Makes 22-23 Cookies
Ingredients
12 tablespoons (170 g) softened unsalted butter
¾ cup (150 g) light brown sugar
½ cup (100 g) granulated sugar
2 large eggs
2 teaspoons vanilla extract
3 cups (360 g) Jovial all-purpose flour
1 ½ teaspoon kosher salt
1 teaspoon baking soda
½ teaspoon baking powder
1 ½ cups (230 g) semi-sweet chocolate chips
A pinch of flaky sea salt, optional
Instructions
Preheat the oven to 350°F. Line a large baking sheet with parchment paper or a silicone baking mat.
Using a stand mixer fitted with the paddle attachment or hand beaters, beat together the butter and both sugars until fluffy, 2-3 minutes.
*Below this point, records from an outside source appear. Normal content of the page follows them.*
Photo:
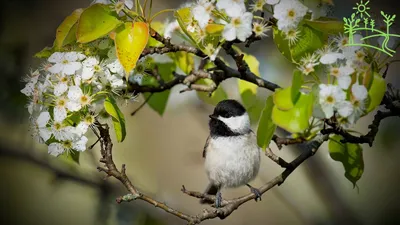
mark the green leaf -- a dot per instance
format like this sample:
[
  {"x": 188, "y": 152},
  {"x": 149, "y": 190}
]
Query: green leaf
[
  {"x": 255, "y": 110},
  {"x": 185, "y": 18},
  {"x": 214, "y": 29},
  {"x": 295, "y": 120},
  {"x": 350, "y": 155},
  {"x": 71, "y": 37},
  {"x": 159, "y": 27},
  {"x": 67, "y": 27},
  {"x": 283, "y": 99},
  {"x": 184, "y": 60},
  {"x": 218, "y": 95},
  {"x": 247, "y": 90},
  {"x": 130, "y": 41},
  {"x": 118, "y": 118},
  {"x": 376, "y": 92},
  {"x": 328, "y": 26},
  {"x": 309, "y": 41},
  {"x": 45, "y": 52},
  {"x": 297, "y": 82},
  {"x": 158, "y": 101},
  {"x": 95, "y": 22},
  {"x": 266, "y": 127}
]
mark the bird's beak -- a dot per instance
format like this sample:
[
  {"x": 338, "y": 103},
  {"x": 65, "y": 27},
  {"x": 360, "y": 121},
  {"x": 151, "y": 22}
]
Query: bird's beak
[{"x": 213, "y": 117}]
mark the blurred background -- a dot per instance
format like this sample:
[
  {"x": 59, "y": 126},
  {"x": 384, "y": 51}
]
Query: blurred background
[{"x": 163, "y": 153}]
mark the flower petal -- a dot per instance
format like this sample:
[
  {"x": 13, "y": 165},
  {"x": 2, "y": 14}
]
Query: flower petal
[
  {"x": 55, "y": 149},
  {"x": 229, "y": 32},
  {"x": 60, "y": 89},
  {"x": 56, "y": 57},
  {"x": 43, "y": 119},
  {"x": 60, "y": 113}
]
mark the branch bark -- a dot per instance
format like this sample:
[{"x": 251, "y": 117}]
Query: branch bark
[{"x": 228, "y": 206}]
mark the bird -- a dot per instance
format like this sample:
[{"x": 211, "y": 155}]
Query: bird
[{"x": 232, "y": 156}]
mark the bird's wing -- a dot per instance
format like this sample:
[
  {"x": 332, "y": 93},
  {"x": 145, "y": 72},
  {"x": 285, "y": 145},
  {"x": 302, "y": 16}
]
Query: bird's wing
[{"x": 205, "y": 147}]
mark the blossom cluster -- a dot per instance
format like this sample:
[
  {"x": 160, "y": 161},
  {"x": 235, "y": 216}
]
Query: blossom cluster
[
  {"x": 66, "y": 93},
  {"x": 345, "y": 67}
]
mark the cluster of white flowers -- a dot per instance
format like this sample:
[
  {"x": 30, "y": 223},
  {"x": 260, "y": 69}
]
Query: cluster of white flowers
[
  {"x": 65, "y": 95},
  {"x": 289, "y": 13},
  {"x": 232, "y": 14},
  {"x": 344, "y": 64}
]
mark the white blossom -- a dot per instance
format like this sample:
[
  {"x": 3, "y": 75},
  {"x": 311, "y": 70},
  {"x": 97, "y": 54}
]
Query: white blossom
[
  {"x": 41, "y": 125},
  {"x": 233, "y": 8},
  {"x": 272, "y": 2},
  {"x": 330, "y": 97},
  {"x": 260, "y": 29},
  {"x": 345, "y": 108},
  {"x": 289, "y": 13},
  {"x": 65, "y": 63},
  {"x": 239, "y": 27},
  {"x": 60, "y": 109},
  {"x": 331, "y": 57},
  {"x": 28, "y": 89},
  {"x": 171, "y": 28},
  {"x": 62, "y": 86},
  {"x": 202, "y": 12},
  {"x": 77, "y": 99},
  {"x": 90, "y": 66}
]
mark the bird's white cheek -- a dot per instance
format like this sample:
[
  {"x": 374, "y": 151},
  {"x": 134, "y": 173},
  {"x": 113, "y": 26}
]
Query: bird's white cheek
[{"x": 240, "y": 124}]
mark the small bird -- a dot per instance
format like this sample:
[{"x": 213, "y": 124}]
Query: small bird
[{"x": 232, "y": 156}]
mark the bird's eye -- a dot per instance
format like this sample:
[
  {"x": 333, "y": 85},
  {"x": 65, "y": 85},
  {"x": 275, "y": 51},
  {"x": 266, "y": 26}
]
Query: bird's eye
[{"x": 226, "y": 114}]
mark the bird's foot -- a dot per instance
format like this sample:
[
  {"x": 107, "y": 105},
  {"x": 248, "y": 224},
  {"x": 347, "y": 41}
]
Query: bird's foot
[
  {"x": 255, "y": 191},
  {"x": 218, "y": 199}
]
Scrape down the sides of the bowl as needed.
Add the eggs and vanilla extract and beat until combined.
In a large bowl, whisk together the flour, salt, baking soda and baking powder.
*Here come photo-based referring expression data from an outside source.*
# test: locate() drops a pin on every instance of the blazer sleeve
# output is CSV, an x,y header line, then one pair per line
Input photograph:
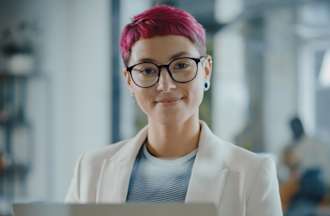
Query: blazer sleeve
x,y
264,196
73,194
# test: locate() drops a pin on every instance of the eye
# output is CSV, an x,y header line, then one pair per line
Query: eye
x,y
180,65
146,69
149,71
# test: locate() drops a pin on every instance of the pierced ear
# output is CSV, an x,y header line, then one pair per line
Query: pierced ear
x,y
208,65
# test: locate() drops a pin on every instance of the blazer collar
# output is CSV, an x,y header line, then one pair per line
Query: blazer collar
x,y
207,178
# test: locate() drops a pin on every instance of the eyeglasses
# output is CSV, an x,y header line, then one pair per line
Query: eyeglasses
x,y
181,70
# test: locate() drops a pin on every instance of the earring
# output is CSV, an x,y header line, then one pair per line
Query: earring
x,y
206,85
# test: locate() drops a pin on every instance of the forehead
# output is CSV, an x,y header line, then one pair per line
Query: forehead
x,y
161,49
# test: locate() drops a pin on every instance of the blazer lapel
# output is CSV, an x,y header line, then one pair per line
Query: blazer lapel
x,y
208,176
115,173
209,173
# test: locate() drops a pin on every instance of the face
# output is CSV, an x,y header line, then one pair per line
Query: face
x,y
168,101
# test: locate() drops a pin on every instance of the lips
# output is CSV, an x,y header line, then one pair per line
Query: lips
x,y
168,100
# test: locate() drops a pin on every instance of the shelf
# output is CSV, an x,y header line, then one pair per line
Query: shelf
x,y
14,170
14,123
4,76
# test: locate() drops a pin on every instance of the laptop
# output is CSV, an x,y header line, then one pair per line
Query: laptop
x,y
126,209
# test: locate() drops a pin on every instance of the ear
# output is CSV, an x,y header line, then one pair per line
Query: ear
x,y
208,65
128,80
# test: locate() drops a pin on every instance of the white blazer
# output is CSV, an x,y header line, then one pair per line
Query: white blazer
x,y
238,182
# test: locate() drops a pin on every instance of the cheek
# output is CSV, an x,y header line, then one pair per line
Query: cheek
x,y
196,94
144,101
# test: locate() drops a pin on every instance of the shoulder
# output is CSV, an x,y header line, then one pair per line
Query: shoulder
x,y
243,160
95,158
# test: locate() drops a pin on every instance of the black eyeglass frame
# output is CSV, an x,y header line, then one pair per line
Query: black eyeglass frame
x,y
167,66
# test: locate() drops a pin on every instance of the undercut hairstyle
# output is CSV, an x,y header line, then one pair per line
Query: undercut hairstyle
x,y
161,20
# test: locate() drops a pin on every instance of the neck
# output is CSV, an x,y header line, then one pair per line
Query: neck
x,y
173,140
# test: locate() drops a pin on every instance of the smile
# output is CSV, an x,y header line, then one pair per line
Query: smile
x,y
169,101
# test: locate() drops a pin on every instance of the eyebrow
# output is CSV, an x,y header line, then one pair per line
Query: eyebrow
x,y
176,55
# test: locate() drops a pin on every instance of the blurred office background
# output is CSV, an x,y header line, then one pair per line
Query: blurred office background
x,y
62,93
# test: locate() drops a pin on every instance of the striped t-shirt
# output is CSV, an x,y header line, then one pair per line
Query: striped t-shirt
x,y
160,180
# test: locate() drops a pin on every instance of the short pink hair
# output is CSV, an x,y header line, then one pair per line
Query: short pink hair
x,y
158,21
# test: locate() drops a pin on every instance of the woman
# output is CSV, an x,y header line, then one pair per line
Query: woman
x,y
176,157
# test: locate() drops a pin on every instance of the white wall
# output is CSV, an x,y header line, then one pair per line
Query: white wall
x,y
69,105
280,78
79,40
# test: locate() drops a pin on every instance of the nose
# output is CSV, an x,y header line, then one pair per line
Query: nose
x,y
165,82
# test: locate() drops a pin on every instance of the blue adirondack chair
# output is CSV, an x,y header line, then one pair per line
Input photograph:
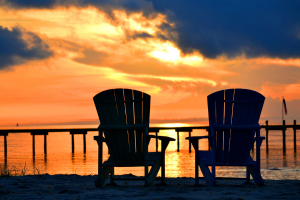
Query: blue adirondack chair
x,y
124,117
233,119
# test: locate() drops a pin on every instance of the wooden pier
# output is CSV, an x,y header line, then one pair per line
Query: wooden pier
x,y
178,130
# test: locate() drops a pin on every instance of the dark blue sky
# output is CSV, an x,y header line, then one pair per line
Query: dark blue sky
x,y
256,28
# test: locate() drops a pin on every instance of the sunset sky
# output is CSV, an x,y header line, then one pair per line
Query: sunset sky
x,y
56,55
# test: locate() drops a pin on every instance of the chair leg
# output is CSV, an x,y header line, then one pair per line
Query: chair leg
x,y
112,176
149,180
255,173
208,176
163,178
103,176
247,175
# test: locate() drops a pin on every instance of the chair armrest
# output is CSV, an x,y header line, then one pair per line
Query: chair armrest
x,y
162,138
261,140
229,126
96,138
198,138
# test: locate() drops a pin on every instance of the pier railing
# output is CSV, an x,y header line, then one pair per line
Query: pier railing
x,y
178,130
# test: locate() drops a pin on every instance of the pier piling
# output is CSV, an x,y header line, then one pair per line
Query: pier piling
x,y
34,133
267,136
283,136
5,134
295,137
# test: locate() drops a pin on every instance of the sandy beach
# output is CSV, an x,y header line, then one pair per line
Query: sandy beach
x,y
82,187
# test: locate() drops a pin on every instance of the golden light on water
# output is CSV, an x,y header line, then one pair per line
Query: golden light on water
x,y
174,125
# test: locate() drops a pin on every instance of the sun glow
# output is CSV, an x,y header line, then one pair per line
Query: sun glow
x,y
167,52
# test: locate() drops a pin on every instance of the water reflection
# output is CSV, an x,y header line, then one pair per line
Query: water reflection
x,y
60,160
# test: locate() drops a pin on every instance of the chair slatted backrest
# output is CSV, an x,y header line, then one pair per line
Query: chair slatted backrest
x,y
124,107
234,107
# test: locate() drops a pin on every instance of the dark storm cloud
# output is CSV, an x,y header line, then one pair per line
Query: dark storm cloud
x,y
255,28
17,46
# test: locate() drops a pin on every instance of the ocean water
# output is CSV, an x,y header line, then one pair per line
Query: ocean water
x,y
275,163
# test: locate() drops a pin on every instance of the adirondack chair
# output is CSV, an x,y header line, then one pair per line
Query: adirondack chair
x,y
233,120
124,117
Add the dry ingredients slowly in three batches, scraping down the edge of the bowl as needed, and mixing until all the dry bits are combined. Fold in the chocolate chips.
Scoop generous 2 ½ tablespoon balls (1½” in diameter) onto the baking sheet, leaving 2 inches between each. Sprinkle the dough balls with flaky sea salt, if desired.
Bake for 10-12 minutes, until golden brown around the edges and set in the middle. Transfer to a cooling rack to cool completely before enjoying.